Through their investment portfolio, insurers have ‘skin in the game’ as well and it is in their interest to finance sustainable projects with promising trajectories rather than piling money into sectors that risk being stranded over the medium term. Thanks to their business models, insurers are uniquely placed to fund the long-term and rather illiquid initiatives that sustainable infrastructure and energy projects tend to be. As such, insurers are also a natural - and willing - partner within the private sector to help fulfil the ambitions of the European Green Deal. EIOPA supports the idea of releasing capital for the continent’s green transition. To this end, we have proposed a more favourable but still prudent treatment of truly long-term investments as part of the review of Solvency II.


Another problem is that the population is getting older and we are still in a low-yield environment. This forces insurance companies to change their concept of life insurance. What is the stance of European insurers toward this topic?

Due to the prolonged low-yield environment, over the past years we have observed an increasing shift from products with guarantees – i.e. traditional insurance with profit participation – to products with limited or no guarantees that pursue higher return expectations.
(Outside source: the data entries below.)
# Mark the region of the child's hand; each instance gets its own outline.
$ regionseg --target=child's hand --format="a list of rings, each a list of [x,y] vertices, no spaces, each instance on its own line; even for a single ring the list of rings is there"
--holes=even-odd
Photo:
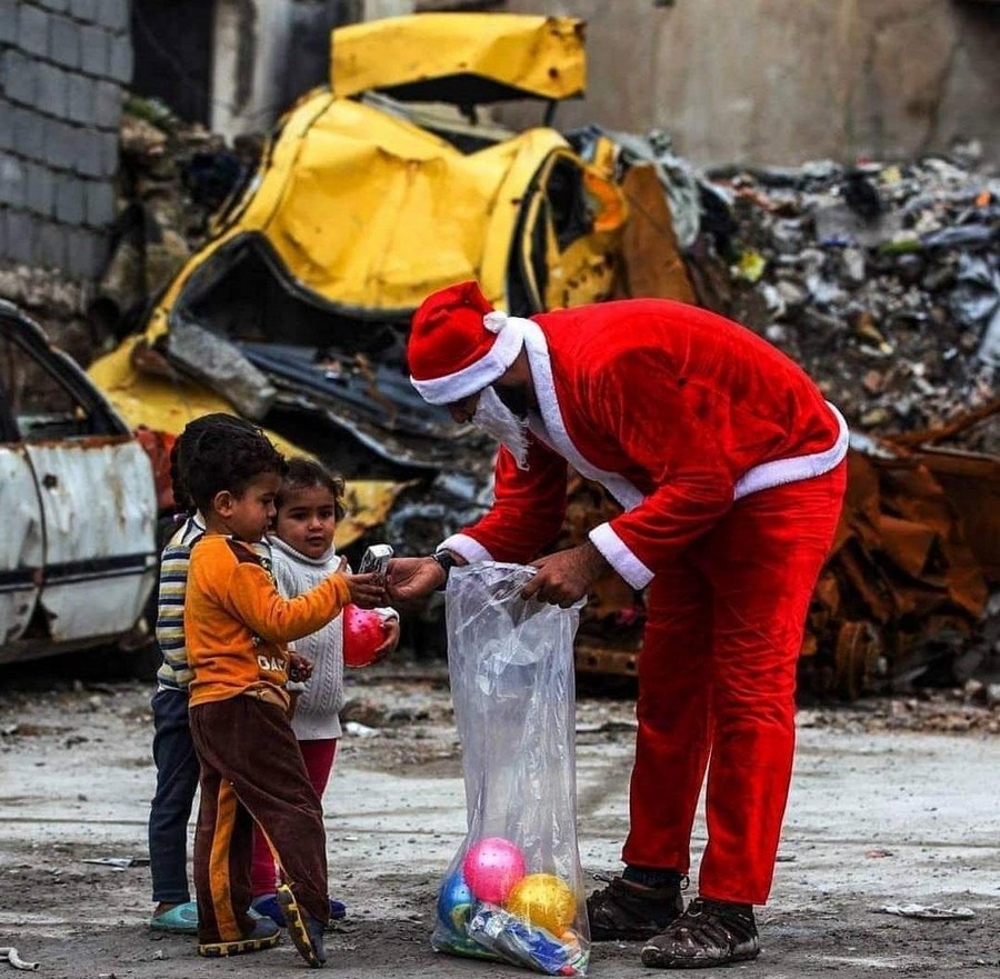
[[[293,683],[304,683],[312,676],[312,660],[298,652],[288,653],[288,678]]]
[[[386,587],[382,579],[371,572],[369,575],[344,575],[348,588],[351,589],[351,601],[361,609],[376,609],[386,605]]]
[[[372,662],[381,662],[399,645],[399,619],[386,619],[382,629],[386,630],[386,640],[376,650]]]

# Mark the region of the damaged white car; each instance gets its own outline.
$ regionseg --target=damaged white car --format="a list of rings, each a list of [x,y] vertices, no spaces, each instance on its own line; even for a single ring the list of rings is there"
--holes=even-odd
[[[87,376],[0,301],[0,663],[119,642],[148,652],[157,492]]]

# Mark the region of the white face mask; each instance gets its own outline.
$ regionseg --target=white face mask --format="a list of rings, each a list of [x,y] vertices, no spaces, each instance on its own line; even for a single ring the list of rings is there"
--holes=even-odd
[[[518,418],[492,387],[480,392],[472,424],[506,447],[514,457],[518,469],[528,468],[528,422]]]

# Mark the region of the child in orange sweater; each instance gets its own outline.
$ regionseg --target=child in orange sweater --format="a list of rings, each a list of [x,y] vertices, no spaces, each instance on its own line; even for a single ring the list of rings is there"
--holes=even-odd
[[[312,967],[326,961],[329,919],[322,809],[289,723],[287,643],[314,632],[348,602],[384,603],[374,575],[333,573],[283,599],[254,552],[274,517],[284,460],[261,432],[206,427],[181,478],[204,516],[191,551],[184,635],[193,670],[191,737],[201,766],[194,837],[198,951],[228,956],[270,948],[278,928],[247,913],[253,823],[284,883],[278,900],[289,936]]]

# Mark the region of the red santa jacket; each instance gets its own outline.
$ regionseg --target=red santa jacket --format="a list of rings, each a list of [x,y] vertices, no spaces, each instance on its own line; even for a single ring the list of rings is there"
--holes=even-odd
[[[624,509],[590,539],[643,588],[736,500],[847,453],[843,418],[804,371],[716,313],[637,299],[514,323],[539,401],[528,469],[500,450],[492,509],[441,545],[467,560],[523,563],[550,542],[570,462]]]

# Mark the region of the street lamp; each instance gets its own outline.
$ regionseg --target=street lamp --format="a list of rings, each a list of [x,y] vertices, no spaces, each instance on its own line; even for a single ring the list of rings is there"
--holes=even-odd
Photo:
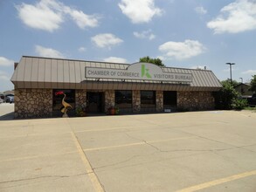
[[[239,79],[241,79],[241,83],[243,83],[244,81],[243,81],[243,78],[239,78]]]
[[[244,89],[243,89],[243,82],[244,82],[244,80],[243,80],[243,78],[239,78],[240,79],[241,79],[241,94],[243,94],[244,93]]]
[[[230,81],[231,84],[232,84],[232,65],[236,65],[235,63],[225,63],[226,65],[229,65],[230,67]]]

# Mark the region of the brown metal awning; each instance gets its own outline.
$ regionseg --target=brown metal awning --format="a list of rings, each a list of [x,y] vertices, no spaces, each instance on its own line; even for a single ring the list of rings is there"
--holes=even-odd
[[[163,67],[164,72],[191,73],[190,83],[86,79],[86,67],[126,69],[128,64],[22,57],[11,77],[15,88],[86,90],[218,91],[221,84],[209,70]]]

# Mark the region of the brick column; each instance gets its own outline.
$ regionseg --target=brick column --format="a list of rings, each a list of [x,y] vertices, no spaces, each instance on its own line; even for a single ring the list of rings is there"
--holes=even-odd
[[[163,92],[156,91],[156,112],[163,111]]]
Insurance undertakings have therefore developed more sophisticated products to manage policyholders' exposure to risks, whilst making products more attractive for consumers by seeking a higher return.

European insurers are also monitoring closely the statistics on the ageing of the population and they are frequently updating and adjusting the mortality tables used in the evaluation to make sure they reflect the most updated and real situation in order not to underestimate risks and reserving. In addition to the impact on the modelling side, some insurers are also increasing their offer with products more tailored to “senior” profiles to meet the demand of this increasingly bigger target group.


With life insurance we have to discuss the investment element as well. How popular are unit-linked life insurance contracts in Europe? Are they even useful given that people can now very easily invest via funds and take out insurance separately?

Unit-linked products and hybrid products, mixing a traditional guaranteed component with a unit-linked component, play an increasingly important role. In fact, while traditional profit participation products tended to offer stable guaranteed returns, given the low-yield market situation of the past years and the rising inflation, consumers might perceive them as offering limited chance of returns in the future.

The hybrid and unit-linked product category are very heterogeneous both from the point of view of the underlying financial risk-return profile and in terms of the number and type of funds on which it is possible to allocate the unit-linked component. Moreover, these products also include a range of protection components – not offered as separate riders – which are not limited to basic coverage in the event of death, but can include coverage of disability, critical illness, etc. which if properly designed can offer value to consumers. In practice, while unit-linked and hybrid products are more similar than traditional with profit participation products to pure investment products, there are important protection aspects from which retail savers can benefit.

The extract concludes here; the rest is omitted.